A former financial adviser with Huntington National Bank who embezzled more than $265,000 from elderly clients was sentenced today to one day in prison and five years of supervised release.
Bryan Carnahan worked for Huntington National Bank in Hilliard, Ohio, as an adviser and retail investment senior team leader. He pleaded guilty to embezzlement in federal court in October 2015.
Carnahan misappropriated a total of $268,680 from the brokerage accounts of five clients ranging in age from 75 to 94 years old. He diverted the bulk of the money—$230,414—to the accounts of other brokerage clients who posted losses in their municipal bond investments, according to court documents.
One of the victims was terminally ill and has since died, as did two other victims. His grandmother was also among the five people he cheated, the prosecutor claimed.
“His conduct can best be described as a money-shifting scheme to make investment returns look better than they actually were,” Brenda Shoemaker, the assistant U.S. attorney wrote in the government's sentencing memorandum.
Carnahan used the remaining $38,266 for his own personal use, depositing the funds into his checking account to pay for credit card and other bills.
The misconduct occurred from April 2012 to March 2015.

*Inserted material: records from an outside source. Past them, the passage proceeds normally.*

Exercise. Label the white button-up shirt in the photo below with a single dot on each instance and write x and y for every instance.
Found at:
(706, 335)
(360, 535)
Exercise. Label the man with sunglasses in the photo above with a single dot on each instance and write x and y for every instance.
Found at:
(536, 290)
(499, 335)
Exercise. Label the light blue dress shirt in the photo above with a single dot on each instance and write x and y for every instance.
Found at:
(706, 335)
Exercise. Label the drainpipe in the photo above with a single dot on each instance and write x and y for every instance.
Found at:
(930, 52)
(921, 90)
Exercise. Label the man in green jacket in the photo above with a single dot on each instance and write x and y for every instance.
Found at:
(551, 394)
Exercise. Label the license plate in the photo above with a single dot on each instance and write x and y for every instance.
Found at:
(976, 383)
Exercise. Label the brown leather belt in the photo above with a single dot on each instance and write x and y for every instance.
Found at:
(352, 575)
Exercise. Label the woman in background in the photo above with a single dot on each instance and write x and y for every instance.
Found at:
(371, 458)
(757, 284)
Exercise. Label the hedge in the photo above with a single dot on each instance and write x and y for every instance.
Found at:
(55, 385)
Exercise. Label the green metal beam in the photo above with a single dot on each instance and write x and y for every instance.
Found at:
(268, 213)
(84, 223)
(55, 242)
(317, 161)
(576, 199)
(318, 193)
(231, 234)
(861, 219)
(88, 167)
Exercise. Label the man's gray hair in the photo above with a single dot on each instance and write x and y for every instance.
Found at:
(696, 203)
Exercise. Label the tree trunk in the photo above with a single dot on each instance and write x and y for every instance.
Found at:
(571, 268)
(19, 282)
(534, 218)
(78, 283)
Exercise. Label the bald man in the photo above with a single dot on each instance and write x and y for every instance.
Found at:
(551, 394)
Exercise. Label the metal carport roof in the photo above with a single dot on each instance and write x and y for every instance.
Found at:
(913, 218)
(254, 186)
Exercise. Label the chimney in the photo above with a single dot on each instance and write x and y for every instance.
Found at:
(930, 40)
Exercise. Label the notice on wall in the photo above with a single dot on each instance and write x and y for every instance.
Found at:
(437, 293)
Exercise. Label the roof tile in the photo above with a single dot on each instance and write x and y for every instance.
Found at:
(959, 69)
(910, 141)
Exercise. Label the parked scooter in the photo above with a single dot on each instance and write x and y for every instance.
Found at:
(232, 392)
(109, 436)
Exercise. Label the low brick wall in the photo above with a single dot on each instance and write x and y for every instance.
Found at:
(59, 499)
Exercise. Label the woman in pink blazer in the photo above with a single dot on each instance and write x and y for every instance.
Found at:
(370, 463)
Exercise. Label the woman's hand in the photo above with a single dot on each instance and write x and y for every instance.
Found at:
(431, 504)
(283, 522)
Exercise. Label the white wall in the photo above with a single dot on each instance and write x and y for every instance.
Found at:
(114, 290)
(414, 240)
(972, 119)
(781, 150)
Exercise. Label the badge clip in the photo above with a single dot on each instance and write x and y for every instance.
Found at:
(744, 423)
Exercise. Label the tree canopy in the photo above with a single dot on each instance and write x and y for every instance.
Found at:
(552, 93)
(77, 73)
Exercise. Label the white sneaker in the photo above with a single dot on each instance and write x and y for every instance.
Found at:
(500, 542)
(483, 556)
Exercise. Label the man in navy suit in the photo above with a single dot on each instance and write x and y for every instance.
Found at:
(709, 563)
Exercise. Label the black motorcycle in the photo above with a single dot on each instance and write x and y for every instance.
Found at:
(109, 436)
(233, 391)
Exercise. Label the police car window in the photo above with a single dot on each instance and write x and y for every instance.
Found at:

The prosecutor chided Carnahan for abusing his position of trust as a financial adviser to his elderly clients. “Carnahan was not authorized to use the victims’ money for his personal use or the use of other Huntington Investment Company customers,” Shoemaker wrote. She noted that as a retail investment senior team leader, Carnahan was under substantially less supervision than other employees and was able to continue his misconduct without being noticed for years.
Carnahan’s attorney, Dennis Belli of Columbus, Ohio, disputed the total amount of the theft, saying that $51,159 that Carnahan took from his grandmother should not have been included. Belli claimed that Carnahan’s grandmother did not consider herself a victim of her grandson’s activity. “She has advised Bryan’s former employer in writing that she does not seek and does not expect reimbursement from the bank,” he wrote in Carnahan’s sentencing memorandum.
Carnahan joined Huntington in December 1998. He was discharged in March 2015 for his criminal conduct, according to BrokerCheck records.
“We’re unable to comment on personnel issues, including former employees, but we have zero tolerance for such behavior,” said Seth Seymour, a spokesman for Huntington. “This was an isolated incident, and we cooperated fully with investigators. Customer privacy and security are always our top priority.”
Huntington Bank has reimbursed the victims and their estates, according to court documents.
Belli urged the judge to go easy on Carnahan, noting that he suffered from depression and a mood disorder, which adversely affected his judgment during his tenure as a financial adviser, he said.
Carnahan, he added, was extremely remorseful about his misconduct and has tried to redirect his life. He sees a mental health counselor weekly and attends Alcoholics Anonymous meetings regularly, he said in the court
"Bryan recognizes there is no excuse for violating the law, and he offers none in this case," Belli wrote. "He acknowledges his culpability for jeopardizing the mental and financial well-being of his clients. He also recognizes the emotional, psychological, and financial trauma that he has caused his own family."